自民党の「自衛隊明記の憲法改正」が統一協会の影響を受けていないと言い切れるでしょうか。

自衛隊明記の憲法改正をはじめとする自民党改憲案と統一協会の濃厚接触の問題は、【壊憲・改憲ウオッチ(17)】統一協会と濃厚接触の自民党の「改憲」をご覧ください。

【4】憲法改正で外国政府や外国集団の影響を排除しない自民党・公明党・日本維新の会

さらに改憲手続法(憲法改正国民投票法)と統一協会の問題点も指摘します。

「改憲手続法」(憲法改正国民投票法)について、立憲民主党や共産党は、外国政府や外国勢力の影響を排除するための法整備を主張しています。

一方、自民党、公明党、日本維新の会は、外国政府や外国勢力の影響を排除するための改憲手続法の改正に反対してきました。

外国政府や外国の集団の影響を受けるのであれば、国のあり方を決めるのは国家構成員としての「国民」という「国民主権」(憲法前文、1条)から正当化できません。

自民党が外国政府や外国集団の影響を排除する法改正に反対するのは、普段の選挙だけでなく、憲法改正国民投票や運動の場面でも「統一協会」の支援を受けようとしているからではないでしょうか?

実際、自民党はいまでも統一協会から選挙、さらには5月26日の集会のように、憲法改正運動の支援を受けています。

少なくとも外国政府や外国集団の影響を排除する法改正は必要ないという立場の自民党・公明党・日本維新の会は、外国政府や外国集団が憲法改正に影響を及ぼすことを黙認することになります。

外国政府や外国の集団が憲法改正に影響を及ぼすなどは最たる「主権侵害行為」です。

ほんらい、5月26日の「安倍晋三名誉会長を偲び、新しい憲法を制定する推進大会」に外国の組織であり、統一協会が協力し、動員をかけていたことなどは、自称愛国者や右翼こそ激しく批判すべきことです。
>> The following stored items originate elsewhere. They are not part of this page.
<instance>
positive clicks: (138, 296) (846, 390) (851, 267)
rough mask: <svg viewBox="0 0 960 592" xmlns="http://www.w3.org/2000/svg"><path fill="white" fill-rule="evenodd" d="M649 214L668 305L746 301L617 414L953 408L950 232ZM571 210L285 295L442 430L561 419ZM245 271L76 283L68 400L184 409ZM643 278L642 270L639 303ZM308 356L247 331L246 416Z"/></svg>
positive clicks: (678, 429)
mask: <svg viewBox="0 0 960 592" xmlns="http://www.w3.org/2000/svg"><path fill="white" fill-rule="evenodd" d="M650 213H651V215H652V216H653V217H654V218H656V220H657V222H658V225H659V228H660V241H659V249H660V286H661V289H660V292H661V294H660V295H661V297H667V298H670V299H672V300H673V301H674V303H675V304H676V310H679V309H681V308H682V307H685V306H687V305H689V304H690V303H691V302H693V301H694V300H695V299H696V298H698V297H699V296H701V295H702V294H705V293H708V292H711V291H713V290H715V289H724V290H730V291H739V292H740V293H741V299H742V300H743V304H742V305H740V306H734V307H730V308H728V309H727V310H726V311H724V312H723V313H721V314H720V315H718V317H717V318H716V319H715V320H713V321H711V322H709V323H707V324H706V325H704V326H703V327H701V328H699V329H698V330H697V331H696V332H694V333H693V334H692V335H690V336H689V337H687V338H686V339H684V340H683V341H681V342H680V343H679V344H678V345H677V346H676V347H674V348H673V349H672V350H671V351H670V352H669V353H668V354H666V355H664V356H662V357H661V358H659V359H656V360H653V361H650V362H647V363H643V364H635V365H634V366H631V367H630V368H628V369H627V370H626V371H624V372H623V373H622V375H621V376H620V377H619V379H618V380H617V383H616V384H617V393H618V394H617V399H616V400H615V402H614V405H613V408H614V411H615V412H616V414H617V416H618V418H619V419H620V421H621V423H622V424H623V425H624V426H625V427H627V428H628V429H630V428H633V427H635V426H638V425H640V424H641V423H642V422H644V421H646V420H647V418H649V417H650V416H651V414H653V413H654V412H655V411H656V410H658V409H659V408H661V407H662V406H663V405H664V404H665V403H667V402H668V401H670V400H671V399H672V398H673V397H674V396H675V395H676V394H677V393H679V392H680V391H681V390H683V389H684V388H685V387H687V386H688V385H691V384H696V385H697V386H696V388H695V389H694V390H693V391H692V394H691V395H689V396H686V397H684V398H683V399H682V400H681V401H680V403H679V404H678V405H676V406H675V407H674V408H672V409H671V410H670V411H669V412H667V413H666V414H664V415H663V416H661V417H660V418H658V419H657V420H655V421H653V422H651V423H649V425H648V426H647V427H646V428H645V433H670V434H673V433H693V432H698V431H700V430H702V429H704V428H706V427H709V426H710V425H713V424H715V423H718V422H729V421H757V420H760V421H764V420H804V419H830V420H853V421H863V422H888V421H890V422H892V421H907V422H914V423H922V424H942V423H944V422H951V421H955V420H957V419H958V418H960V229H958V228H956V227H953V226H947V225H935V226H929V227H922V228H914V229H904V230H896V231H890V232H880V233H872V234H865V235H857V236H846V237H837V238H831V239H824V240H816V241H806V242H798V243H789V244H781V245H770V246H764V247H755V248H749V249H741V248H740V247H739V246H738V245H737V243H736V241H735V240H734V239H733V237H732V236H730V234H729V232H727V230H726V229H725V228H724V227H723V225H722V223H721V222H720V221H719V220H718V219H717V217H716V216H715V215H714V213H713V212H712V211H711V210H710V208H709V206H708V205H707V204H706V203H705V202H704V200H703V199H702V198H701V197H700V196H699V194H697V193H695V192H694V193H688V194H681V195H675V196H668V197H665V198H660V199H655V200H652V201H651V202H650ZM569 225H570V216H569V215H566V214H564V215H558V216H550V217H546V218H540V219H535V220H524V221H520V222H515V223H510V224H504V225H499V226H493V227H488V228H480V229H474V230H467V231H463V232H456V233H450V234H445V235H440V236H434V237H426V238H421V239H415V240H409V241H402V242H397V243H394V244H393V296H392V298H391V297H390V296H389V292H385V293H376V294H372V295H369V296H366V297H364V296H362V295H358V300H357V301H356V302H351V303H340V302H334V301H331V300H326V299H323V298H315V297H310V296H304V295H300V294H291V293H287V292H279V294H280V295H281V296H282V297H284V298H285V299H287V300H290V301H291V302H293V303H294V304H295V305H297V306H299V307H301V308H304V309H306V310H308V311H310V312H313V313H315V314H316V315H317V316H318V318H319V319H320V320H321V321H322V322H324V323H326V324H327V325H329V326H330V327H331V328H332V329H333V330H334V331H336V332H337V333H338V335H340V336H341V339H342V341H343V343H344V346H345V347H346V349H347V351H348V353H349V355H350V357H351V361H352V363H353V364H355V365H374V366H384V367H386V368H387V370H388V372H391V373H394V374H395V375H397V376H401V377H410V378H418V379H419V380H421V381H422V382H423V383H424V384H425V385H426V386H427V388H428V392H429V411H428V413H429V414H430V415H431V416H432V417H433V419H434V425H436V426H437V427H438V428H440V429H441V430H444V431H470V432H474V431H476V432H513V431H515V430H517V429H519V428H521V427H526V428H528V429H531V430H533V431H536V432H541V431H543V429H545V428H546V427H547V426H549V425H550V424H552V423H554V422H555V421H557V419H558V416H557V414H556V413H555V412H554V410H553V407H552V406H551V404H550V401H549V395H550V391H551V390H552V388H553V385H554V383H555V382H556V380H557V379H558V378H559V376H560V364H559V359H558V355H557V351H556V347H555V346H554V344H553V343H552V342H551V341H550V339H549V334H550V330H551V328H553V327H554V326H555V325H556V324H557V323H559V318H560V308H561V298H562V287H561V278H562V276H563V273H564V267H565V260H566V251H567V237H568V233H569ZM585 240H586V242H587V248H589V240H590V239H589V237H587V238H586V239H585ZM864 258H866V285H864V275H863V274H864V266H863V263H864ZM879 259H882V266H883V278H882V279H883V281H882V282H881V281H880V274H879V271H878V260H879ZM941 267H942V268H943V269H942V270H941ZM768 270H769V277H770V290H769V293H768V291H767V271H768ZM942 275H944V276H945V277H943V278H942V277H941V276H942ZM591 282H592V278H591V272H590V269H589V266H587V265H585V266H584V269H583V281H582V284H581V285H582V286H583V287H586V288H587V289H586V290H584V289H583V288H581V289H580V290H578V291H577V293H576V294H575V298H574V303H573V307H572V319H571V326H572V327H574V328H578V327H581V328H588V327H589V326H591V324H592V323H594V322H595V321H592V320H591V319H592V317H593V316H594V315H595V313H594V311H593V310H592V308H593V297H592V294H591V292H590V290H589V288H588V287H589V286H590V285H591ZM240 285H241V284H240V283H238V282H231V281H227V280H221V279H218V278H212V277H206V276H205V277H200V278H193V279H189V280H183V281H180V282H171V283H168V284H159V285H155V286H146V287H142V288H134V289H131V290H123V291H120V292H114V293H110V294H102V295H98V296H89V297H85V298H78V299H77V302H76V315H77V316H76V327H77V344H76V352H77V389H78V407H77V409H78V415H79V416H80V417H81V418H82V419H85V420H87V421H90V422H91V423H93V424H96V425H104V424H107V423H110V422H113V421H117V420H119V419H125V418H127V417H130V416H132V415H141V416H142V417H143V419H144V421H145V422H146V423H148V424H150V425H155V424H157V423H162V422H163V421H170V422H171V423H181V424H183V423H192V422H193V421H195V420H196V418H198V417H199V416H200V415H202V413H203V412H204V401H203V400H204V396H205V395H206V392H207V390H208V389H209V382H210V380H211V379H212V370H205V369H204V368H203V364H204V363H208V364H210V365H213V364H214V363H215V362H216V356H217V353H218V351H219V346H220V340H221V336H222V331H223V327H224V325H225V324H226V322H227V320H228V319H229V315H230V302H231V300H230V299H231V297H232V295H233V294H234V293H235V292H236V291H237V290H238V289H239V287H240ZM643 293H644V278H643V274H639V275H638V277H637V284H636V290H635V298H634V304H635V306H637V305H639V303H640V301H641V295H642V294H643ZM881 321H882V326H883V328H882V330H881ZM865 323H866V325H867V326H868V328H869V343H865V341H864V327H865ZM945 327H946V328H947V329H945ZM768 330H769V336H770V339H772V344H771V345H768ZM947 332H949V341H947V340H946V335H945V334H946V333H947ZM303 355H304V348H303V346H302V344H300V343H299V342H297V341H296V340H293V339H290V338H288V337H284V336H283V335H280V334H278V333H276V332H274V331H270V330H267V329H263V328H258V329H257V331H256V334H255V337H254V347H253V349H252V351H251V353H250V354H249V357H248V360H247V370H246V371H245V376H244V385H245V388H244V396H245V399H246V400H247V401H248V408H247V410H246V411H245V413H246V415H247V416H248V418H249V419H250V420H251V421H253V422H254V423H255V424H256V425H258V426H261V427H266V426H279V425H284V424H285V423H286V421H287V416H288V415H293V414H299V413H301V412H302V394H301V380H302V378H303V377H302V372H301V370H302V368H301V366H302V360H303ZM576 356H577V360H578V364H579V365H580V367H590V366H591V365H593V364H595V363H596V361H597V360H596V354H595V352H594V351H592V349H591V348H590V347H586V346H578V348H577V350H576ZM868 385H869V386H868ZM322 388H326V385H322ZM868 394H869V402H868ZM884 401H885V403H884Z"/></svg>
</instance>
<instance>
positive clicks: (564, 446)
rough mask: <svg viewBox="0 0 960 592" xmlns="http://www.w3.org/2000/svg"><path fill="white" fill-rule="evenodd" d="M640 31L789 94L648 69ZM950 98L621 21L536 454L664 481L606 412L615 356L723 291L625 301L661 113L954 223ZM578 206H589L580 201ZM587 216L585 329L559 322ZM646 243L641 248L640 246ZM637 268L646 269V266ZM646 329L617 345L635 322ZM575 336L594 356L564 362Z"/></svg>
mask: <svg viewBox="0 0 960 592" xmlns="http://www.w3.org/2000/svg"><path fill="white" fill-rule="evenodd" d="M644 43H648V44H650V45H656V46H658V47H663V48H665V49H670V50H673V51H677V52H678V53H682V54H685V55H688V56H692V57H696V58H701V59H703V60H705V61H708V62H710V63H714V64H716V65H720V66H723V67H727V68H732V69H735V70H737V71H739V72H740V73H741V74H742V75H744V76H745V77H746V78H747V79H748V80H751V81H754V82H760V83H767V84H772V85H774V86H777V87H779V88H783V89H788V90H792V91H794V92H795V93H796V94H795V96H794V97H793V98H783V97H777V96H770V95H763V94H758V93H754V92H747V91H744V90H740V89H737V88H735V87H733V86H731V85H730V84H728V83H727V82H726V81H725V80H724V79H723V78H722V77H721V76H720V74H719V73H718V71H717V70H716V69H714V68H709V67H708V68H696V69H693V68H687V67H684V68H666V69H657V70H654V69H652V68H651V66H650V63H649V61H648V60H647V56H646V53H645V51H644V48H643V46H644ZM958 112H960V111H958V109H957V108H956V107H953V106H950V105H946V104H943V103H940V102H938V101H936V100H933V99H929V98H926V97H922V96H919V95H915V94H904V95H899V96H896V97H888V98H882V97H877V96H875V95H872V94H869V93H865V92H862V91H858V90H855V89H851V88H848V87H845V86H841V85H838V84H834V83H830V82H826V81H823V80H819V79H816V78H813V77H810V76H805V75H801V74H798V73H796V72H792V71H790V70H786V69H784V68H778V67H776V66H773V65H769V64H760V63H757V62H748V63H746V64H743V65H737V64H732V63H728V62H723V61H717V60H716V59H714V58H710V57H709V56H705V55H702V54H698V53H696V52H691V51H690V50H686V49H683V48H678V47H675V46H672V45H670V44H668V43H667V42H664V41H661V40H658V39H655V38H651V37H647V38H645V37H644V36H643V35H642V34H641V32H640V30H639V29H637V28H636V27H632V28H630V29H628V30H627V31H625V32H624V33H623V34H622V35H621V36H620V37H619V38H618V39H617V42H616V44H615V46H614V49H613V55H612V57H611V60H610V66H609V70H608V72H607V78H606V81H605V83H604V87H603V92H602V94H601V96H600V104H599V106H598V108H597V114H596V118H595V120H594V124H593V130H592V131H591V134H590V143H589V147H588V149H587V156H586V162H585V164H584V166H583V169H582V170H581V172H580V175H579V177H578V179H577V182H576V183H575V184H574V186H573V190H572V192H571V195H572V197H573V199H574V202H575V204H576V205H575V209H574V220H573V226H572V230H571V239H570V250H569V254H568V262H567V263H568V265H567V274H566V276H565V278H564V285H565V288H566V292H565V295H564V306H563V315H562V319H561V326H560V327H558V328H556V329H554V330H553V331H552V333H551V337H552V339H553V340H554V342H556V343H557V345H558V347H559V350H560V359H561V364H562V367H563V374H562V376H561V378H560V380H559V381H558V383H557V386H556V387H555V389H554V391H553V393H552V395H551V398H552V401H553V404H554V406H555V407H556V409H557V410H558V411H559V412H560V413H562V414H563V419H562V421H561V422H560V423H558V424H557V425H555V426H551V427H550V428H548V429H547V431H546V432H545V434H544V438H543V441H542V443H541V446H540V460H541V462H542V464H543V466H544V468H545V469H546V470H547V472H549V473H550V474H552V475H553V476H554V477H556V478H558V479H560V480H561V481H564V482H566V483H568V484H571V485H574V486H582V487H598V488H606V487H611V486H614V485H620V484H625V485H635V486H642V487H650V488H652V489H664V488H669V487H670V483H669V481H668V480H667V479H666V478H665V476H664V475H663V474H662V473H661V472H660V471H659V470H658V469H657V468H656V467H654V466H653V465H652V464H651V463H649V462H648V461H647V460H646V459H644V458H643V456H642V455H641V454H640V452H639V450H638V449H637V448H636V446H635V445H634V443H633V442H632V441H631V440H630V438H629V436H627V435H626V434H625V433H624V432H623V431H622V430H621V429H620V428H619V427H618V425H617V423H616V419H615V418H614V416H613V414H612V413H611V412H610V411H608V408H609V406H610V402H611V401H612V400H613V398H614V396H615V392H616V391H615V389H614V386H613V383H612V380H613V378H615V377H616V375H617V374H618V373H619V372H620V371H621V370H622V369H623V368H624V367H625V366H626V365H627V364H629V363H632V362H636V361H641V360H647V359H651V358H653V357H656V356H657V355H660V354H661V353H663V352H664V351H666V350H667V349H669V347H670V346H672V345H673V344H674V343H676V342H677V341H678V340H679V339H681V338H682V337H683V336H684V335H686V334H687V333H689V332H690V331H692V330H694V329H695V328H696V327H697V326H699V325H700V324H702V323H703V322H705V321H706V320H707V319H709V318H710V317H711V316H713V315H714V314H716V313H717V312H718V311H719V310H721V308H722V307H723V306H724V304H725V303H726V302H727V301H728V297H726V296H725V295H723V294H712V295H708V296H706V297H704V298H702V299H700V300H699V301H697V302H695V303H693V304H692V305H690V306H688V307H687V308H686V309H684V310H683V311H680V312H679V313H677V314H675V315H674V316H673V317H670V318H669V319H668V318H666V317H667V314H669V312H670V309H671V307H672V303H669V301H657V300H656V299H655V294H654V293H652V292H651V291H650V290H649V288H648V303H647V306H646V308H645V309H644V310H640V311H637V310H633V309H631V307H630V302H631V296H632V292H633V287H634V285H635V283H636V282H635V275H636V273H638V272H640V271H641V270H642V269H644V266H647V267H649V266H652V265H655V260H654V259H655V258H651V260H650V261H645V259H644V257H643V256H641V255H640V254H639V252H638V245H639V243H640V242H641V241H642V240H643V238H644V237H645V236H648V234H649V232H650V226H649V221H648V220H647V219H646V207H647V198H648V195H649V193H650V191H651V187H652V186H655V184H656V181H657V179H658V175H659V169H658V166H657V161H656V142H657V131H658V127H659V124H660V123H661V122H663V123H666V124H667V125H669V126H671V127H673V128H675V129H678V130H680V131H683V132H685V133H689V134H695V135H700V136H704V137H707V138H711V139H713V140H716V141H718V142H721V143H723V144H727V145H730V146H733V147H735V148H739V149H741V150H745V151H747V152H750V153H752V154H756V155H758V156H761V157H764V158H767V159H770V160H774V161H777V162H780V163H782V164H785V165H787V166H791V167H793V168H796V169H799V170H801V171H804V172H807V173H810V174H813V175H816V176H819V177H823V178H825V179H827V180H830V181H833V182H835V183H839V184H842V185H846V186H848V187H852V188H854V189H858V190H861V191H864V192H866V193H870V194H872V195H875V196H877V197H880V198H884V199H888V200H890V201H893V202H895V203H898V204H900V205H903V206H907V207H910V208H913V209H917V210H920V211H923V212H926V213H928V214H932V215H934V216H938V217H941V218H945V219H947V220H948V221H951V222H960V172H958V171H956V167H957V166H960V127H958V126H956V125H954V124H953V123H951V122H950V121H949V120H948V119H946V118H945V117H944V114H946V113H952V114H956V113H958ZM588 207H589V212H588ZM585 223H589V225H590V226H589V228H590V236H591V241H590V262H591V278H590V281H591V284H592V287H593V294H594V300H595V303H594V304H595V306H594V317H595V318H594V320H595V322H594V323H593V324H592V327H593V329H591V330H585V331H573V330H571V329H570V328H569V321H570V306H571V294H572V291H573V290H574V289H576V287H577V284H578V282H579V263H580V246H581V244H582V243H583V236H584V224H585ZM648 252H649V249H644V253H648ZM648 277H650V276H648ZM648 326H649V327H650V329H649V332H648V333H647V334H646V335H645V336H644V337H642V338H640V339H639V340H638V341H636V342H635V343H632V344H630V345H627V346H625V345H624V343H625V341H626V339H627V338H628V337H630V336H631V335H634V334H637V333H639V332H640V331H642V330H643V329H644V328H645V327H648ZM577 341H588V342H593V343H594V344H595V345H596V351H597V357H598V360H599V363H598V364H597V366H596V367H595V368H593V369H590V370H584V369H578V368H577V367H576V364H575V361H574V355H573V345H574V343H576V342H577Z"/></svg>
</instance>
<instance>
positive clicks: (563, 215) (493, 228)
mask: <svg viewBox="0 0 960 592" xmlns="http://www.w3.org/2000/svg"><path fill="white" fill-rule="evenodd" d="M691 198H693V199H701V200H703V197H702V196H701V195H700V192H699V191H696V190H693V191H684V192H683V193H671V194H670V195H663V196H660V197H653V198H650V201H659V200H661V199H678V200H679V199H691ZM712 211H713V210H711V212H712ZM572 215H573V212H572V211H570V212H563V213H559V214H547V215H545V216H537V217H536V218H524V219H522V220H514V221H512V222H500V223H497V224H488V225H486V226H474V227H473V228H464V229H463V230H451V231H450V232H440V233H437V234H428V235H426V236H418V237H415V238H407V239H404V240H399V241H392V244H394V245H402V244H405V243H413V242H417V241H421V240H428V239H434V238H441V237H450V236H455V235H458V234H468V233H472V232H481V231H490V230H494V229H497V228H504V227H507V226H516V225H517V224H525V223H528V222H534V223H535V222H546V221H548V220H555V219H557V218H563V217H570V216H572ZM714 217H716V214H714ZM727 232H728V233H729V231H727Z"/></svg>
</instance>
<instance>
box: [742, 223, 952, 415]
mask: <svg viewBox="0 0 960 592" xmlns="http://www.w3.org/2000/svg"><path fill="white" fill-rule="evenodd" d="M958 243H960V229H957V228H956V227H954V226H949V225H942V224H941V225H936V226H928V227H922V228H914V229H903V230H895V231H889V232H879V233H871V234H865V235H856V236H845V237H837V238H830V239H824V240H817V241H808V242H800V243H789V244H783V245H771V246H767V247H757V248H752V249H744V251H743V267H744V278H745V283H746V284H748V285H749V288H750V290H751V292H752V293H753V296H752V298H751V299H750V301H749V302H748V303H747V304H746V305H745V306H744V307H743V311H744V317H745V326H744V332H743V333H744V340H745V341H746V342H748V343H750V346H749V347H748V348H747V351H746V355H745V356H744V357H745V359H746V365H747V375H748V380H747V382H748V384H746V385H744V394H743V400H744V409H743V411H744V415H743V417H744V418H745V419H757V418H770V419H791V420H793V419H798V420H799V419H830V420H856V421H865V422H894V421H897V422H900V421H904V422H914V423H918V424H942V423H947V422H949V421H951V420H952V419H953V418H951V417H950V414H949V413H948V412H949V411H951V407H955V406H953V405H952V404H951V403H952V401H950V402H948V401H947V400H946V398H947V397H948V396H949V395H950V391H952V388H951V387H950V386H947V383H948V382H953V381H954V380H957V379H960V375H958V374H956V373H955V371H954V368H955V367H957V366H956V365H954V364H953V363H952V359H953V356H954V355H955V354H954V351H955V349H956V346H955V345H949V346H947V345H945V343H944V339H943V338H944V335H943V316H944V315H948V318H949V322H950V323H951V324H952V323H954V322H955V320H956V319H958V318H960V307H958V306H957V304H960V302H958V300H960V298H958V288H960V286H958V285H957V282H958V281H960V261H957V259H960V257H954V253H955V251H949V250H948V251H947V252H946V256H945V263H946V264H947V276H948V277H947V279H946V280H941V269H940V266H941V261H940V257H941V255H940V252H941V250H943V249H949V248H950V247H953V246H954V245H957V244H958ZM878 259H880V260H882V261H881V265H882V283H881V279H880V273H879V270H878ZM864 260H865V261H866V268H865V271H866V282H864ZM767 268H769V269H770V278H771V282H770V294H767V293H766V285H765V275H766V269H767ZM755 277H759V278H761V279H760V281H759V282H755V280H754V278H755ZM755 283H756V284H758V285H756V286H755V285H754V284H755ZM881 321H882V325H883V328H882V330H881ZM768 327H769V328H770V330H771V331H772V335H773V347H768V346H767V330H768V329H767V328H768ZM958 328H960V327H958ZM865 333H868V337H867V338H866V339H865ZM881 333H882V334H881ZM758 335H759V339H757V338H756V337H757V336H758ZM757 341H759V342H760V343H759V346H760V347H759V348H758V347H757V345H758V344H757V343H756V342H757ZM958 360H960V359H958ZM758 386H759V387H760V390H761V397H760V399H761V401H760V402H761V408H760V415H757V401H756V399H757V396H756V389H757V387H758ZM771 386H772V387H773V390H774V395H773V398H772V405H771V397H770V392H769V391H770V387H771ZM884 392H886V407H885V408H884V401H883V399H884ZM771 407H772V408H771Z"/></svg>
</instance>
「安倍晋三名誉会長を偲び、新しい憲法を制定する推進大会」に統一協会が協力していたことを問題にせずに放置するというのであれば、統一協会と濃厚接触関係にある自民党だけでなく、公明党・日本維新の会・国民民主党も、日本の憲法改正の場で外国組織である統一協会が支援・協力するのを認めていることになります。